The book’s dedication reads, “To my Beirut,” and the capital of Lebanon reveals itself as the “palimpsest city” of Beck’s youth. The poems’ speakers remember dancing in nightclubs, walking sun-soaked streets, inhaling the scents of cigarettes and rain and coffee. Indeed, coffee appears so frequently in the book it is very nearly a character of its own. The Hamra district, full of university students and trendsetters, features prominently. Beck devotes the first section of the collection to a largely loving portrait of a city that is ingrained in Western imaginations as a site of conflict, bombings, and the Hezbollah, a political party classified by the United States as a terrorist organization. Cars in the city “wade through the flooded streets / like islands moved by longing,” and a waitress gives the speaker and her friends extra lemon in their lentil soup and “tells [them] to smile smile smile.” Still, Beck doesn’t shy away from the city’s contradictions. Although the book’s opening poems celebrate a lively, pulsing Beirut, danger lurks at the edges. The streets are often strewn with garbage. A woman rolling grape leaves is “waiting for her husband / to return from a Syrian prison.”
The second section of the book, “Portrait of a Woman with Cigarette,” features Beirut’s citizens. With its emblematic name, Bliss Street becomes the center point for snapshot poems, which Beck uses to capture descriptions of the complex human faces who’ve experienced decades of war. Some of the strongest poems in the book are found here. Several retell the story of Ali, a homeless man described as “a god who’s lost / track of the days” and who later dies of exposure. In “Prayer,” Beck offers perhaps the best manifestation of a recurring figure in the book: a young woman caught at the crossroads of Muslim law and Western influence. As she climbs the “university stairs”:
With one crisp circular move
she removed her blue veil,
placed it on her mouth as if
to soak up the colors on her lips,
watched daisies, carnations, almond flowers
blossom on its fabric,
wrapped it around her neck,
whipped the air with her long brown hair
whipped the air with her long brown hair
whipped the air with her long brown hair[.]
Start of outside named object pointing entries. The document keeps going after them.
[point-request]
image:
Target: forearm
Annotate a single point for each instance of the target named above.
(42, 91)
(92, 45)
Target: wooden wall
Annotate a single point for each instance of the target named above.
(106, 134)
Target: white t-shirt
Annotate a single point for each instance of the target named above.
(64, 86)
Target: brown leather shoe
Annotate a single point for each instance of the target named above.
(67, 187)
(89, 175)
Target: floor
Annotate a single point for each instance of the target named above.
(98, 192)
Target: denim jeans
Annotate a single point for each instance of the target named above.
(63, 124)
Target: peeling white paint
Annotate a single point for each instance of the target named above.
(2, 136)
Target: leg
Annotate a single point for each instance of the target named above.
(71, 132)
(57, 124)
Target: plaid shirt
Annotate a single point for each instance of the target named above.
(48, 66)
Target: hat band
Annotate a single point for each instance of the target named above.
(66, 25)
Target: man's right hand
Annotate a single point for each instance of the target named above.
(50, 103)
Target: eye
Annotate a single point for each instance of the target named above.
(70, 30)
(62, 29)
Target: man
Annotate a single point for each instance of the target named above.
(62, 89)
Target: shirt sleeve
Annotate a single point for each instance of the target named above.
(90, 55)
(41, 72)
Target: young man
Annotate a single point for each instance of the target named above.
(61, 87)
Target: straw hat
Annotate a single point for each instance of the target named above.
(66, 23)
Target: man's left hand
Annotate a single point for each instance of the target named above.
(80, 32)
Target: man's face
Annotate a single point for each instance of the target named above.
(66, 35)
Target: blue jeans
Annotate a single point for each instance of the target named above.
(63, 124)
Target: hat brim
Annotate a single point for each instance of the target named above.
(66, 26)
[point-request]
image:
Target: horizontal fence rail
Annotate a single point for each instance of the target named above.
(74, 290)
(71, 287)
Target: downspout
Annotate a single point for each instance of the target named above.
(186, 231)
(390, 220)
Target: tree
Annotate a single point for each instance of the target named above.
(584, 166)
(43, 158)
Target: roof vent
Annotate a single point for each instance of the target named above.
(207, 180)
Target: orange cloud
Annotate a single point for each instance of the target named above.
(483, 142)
This passage captures the intense radiance of sensory detail and deft symbolism, two elements that make Beck’s book compelling. The repetition, which threads through the book, hybridizes the English with Arabic rhythms. “In our language,” one of Beck’s characters notes, “we repeat and repeat.” The woman’s desire “to shed the veils / under the veil” could be understood as the book’s own project.
The second half of the book deals more explicitly with violence and war. Beck lays her country’s past alongside recent developments in the Middle East: the Egyptian Revolution of 2011, the Boston Marathon bombing of 2013, and, of course, 9/11. These poems differ in tone from the rest of the book. Though they are few in number, they are heavy and central, the unspoken heart beneath the surface of Beck’s previous celebrations of Lebanon. The speaker is by turns broken-hearted, angry, optimistic, and resigned. In “Peace: A Definition,” Beck writes:
One must imagine
a girl dancing somewhere
with a flag in her hands.
You were telling yourself
the world can begin or end
its wars. You’d struggled long enough
with the definition of peace.
You were thinking about the words
that didn’t come[.]
This sense of limbo is also captured in the recurring theme of autumn, which appears in the collection’s title and throughout the book. The poem “We Who Have Decided to Live in Autumn” is followed by “Beirut, September 2012,” a month when a deadly car bomb killed eight people in that city. The speaker comes to terms with the fact that Beirutis must live in “this un-season we’ve learned to savor, / this infinite in-betweenness.”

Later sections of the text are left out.